The SEC and others like us can set the rules and define independence — but legal definitions can only go so far. And our free market, democratic system will gradually erode, and inevitably suffer grievous harm, if remedial efforts are not undertaken and endorsed by a broad cross-section of our business and financial communities.

That is why the Conference Board, with its long history of helping businesses strengthen their performance, is so important. The wide ranging and serious recommendations recently put forth by your Commission on Public Trust and Private Enterprise provide powerful examples of actions that can help to restore good business practices and public trust in companies, their leaders, and the capital markets. I urge you collectively and individually to continue to make every effort to affect such ethical change at every level — from the board room to the assembly line. It is critical for the corporation to be entrusted to the leadership of a Board and a chief executive the Board selects — to a leadership team that demands a corporate ethic — and implants a corporate DNA that demands an approach that stays well short of pushing "up to the line."

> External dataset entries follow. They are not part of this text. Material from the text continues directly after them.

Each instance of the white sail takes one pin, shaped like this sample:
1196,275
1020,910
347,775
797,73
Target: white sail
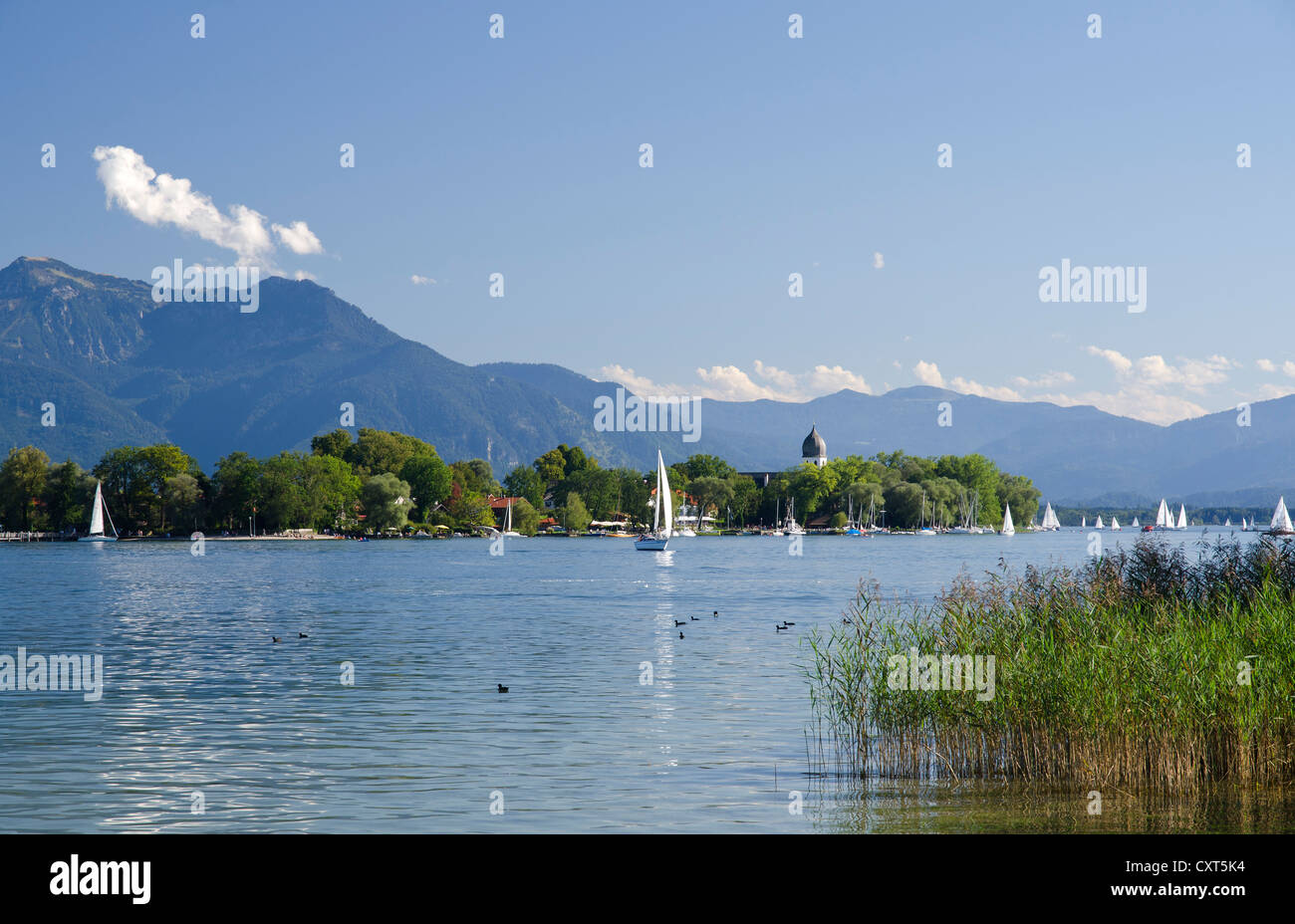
1281,518
96,519
667,517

Further, I urge you to use your membership and participation — in all business organizations — to press those other organizations to stay on the side of positive change. Too often certain business organizations, structured to represent "the business community," are dedicated in deed and rhetoric to perpetuating a myopic focus on the status quo. Too many are still intent on maintaining corporate prerogatives and preserving a narrow focus on short-term financial performance, often to the detriment of other goals of integrity and long-term performance defined by multiple measures.

We need your help — and we want to partner with you and those elements of the business, industry, and financial community who have maintained the standards upon which our industrial leadership was founded.

Let me stop there and answer if I can any questions, and certainly entertain your observations and comments.